After twenty years, Ori returns to the bus stop where her dad always accompanied her until the peak of the Depression, after unexpectedly discovering the audio recordings of his diary on her dad's phone, as well as the electronic music he made. She returns to have a frank talk with him and to apologise for being too young to understand what was going on in the family and for not being able to be there for him in the way he needed at the time. The silent apology opens, millimetre by millimetre, with a fragile confession and an oath: "Dad, I swear, I will do everything I can to make your music speak for both of us."

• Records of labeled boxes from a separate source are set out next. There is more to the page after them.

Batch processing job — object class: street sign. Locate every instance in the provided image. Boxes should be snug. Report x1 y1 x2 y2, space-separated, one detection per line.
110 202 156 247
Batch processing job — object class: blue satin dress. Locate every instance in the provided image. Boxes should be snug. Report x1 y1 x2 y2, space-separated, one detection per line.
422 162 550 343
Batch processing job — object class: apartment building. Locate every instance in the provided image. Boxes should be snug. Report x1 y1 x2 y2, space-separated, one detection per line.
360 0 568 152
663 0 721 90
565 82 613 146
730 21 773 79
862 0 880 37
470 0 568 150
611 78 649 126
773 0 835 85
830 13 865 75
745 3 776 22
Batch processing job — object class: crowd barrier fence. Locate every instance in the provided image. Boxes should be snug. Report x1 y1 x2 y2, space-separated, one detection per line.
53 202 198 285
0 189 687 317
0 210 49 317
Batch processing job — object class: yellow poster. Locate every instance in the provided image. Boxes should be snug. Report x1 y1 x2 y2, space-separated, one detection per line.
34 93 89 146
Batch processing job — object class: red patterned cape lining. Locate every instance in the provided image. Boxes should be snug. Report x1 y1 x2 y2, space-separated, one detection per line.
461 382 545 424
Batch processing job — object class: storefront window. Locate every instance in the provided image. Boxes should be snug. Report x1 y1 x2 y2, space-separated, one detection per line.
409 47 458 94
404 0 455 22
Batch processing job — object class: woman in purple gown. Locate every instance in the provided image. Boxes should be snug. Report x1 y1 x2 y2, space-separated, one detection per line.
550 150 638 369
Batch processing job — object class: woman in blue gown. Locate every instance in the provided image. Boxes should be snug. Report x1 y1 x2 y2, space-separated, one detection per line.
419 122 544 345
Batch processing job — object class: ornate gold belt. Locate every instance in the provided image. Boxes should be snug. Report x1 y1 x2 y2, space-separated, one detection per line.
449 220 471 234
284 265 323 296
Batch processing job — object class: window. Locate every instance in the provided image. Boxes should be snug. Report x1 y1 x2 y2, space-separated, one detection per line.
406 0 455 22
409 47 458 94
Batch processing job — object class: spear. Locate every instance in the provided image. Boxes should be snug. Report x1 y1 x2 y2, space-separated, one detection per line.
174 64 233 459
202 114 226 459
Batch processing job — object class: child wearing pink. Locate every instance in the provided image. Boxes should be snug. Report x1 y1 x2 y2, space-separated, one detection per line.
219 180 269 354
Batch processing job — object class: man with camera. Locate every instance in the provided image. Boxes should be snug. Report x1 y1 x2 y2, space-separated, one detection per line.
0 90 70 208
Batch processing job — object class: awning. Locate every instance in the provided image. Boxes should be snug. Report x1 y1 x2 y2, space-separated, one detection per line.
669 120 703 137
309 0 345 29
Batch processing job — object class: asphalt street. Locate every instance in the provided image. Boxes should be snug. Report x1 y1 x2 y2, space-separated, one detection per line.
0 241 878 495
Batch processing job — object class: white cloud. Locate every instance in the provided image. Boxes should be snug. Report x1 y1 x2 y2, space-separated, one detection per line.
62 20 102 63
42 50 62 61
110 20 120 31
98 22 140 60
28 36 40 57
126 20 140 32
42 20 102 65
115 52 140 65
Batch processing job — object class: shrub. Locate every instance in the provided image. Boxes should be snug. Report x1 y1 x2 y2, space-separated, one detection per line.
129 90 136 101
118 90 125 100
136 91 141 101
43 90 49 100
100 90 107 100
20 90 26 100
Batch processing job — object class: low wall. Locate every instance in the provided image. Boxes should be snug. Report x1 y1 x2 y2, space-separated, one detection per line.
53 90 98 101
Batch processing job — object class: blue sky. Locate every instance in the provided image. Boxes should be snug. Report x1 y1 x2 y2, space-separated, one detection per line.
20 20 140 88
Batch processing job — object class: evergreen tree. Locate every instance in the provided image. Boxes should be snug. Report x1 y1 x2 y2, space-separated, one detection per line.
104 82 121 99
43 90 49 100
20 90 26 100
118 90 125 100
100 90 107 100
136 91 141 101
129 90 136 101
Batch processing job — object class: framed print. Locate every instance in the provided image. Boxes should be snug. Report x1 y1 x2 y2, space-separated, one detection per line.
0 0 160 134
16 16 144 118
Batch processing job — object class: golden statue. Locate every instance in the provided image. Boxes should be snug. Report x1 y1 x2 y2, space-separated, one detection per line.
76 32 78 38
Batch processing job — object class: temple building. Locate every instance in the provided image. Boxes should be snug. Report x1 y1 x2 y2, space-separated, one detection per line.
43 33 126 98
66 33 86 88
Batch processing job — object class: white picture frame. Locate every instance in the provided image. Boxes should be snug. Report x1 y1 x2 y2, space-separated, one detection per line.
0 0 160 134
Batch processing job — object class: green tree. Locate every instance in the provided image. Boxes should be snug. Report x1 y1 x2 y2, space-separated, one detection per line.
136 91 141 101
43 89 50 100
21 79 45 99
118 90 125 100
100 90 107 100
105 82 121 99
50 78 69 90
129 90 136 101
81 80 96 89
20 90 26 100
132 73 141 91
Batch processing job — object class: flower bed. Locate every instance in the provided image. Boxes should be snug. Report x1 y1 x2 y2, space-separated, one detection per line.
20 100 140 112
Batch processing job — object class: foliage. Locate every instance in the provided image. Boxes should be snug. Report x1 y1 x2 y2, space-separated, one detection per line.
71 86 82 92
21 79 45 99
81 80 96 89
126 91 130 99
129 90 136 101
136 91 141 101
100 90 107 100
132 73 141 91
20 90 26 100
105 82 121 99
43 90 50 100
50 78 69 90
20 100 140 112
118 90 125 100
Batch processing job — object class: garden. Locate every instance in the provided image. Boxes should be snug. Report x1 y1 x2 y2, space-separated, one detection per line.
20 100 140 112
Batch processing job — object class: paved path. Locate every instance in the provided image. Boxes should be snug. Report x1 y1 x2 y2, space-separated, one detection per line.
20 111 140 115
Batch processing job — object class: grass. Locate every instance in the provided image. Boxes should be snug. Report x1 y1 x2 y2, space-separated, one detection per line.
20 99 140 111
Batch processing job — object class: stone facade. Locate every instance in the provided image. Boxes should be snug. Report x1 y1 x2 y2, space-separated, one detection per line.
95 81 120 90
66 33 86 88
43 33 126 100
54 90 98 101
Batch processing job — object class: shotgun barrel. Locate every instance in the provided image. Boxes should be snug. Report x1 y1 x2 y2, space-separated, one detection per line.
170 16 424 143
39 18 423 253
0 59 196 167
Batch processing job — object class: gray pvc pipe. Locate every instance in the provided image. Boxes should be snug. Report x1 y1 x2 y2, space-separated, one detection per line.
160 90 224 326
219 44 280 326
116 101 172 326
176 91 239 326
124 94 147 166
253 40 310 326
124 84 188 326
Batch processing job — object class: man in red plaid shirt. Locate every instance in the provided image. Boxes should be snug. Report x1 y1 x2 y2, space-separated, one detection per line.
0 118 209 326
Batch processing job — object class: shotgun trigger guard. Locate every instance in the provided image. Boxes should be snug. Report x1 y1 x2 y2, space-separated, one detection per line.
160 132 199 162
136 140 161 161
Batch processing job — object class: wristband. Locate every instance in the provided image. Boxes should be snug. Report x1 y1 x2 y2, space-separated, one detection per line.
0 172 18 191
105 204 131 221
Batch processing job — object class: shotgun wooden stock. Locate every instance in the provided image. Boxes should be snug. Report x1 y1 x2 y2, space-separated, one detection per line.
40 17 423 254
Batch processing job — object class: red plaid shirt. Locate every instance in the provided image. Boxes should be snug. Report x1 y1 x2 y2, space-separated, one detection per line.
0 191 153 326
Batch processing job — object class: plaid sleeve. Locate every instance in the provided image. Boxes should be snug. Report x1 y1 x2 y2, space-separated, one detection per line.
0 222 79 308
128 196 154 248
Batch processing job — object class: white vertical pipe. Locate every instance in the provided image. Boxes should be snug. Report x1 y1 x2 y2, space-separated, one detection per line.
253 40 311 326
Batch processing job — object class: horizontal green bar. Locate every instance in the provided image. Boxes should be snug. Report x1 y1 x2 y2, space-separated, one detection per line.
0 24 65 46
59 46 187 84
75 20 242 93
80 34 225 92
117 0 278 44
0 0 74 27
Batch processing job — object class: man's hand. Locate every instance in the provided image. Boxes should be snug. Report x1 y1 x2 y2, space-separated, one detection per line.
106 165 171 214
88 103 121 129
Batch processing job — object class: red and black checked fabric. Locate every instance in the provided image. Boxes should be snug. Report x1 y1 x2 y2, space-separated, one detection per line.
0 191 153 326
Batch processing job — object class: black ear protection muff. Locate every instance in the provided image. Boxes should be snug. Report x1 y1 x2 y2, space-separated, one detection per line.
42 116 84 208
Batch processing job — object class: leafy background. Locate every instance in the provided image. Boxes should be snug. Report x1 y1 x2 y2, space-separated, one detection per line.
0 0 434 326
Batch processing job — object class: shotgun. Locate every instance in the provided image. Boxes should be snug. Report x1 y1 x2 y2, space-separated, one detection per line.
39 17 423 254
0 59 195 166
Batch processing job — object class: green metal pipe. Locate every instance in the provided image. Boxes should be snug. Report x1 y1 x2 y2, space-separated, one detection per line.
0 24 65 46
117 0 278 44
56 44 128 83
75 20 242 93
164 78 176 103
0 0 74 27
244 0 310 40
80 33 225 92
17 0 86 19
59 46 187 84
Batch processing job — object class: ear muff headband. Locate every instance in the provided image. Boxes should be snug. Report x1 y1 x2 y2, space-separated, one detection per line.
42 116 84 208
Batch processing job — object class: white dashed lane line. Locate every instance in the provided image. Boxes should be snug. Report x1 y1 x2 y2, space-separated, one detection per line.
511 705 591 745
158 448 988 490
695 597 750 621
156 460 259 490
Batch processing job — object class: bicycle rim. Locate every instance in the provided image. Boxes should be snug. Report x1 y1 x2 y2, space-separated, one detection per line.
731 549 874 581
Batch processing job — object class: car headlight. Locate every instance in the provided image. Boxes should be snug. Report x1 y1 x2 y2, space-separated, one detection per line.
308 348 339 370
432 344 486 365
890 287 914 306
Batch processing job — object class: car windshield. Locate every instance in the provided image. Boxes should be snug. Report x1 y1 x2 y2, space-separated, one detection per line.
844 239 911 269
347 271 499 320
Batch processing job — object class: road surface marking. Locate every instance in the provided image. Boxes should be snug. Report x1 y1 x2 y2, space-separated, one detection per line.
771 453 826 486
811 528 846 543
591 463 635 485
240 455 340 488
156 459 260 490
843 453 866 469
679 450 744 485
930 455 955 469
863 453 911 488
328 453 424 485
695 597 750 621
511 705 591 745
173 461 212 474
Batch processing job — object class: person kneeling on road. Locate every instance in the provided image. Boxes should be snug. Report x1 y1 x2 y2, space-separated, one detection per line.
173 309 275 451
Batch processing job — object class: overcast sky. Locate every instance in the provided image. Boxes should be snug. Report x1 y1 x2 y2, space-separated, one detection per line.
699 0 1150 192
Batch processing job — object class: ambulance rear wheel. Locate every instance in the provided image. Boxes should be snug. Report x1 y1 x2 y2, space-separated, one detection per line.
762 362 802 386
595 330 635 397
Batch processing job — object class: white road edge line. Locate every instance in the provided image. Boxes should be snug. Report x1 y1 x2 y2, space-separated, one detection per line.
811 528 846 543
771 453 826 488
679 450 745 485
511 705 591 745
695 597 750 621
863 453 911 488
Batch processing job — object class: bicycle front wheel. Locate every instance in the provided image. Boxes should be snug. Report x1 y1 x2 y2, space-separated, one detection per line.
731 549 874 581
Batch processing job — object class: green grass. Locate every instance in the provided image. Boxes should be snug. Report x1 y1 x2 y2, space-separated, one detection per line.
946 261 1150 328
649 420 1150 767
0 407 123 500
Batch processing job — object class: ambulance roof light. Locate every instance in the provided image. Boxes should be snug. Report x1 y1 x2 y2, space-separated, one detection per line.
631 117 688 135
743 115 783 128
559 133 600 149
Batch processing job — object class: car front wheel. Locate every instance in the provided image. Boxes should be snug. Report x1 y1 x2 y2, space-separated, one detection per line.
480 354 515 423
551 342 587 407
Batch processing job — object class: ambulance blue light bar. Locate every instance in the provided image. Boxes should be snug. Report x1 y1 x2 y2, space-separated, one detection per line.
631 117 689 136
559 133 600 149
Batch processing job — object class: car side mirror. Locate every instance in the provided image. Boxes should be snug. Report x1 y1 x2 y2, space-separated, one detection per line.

This musical one-man show gently opens up a very sensitive subject: what is happening in the home of the depressed dad and what is happening in the home of the depressed daughter, who can see and feel it all. What happens when the illness seems to penetrate not only the body, the mind, but also the walls of the house, to which one day no one wants to return.
According to the author of the play, Paulijus Ignatavičius, "Code F32 was born out of an experimentation with oneself, looking for a way out of the hamlet-like melancholy that is depression". In 2023, the play won the first prize in the playwriting competition organised by the Alytus City Theatre, was included in the author's PhD project, and became an inspiration for his writing.
Maybe the hero of the play only needs to do a few things - to emotionally detach himself from the indiscriminate running in search of the right way out of the labyrinth of problems, and to try to focus on the other person next to him instead of on himself. And then you can see that love has always been closer than you expected. That it is both in the eyes of the other and inside you.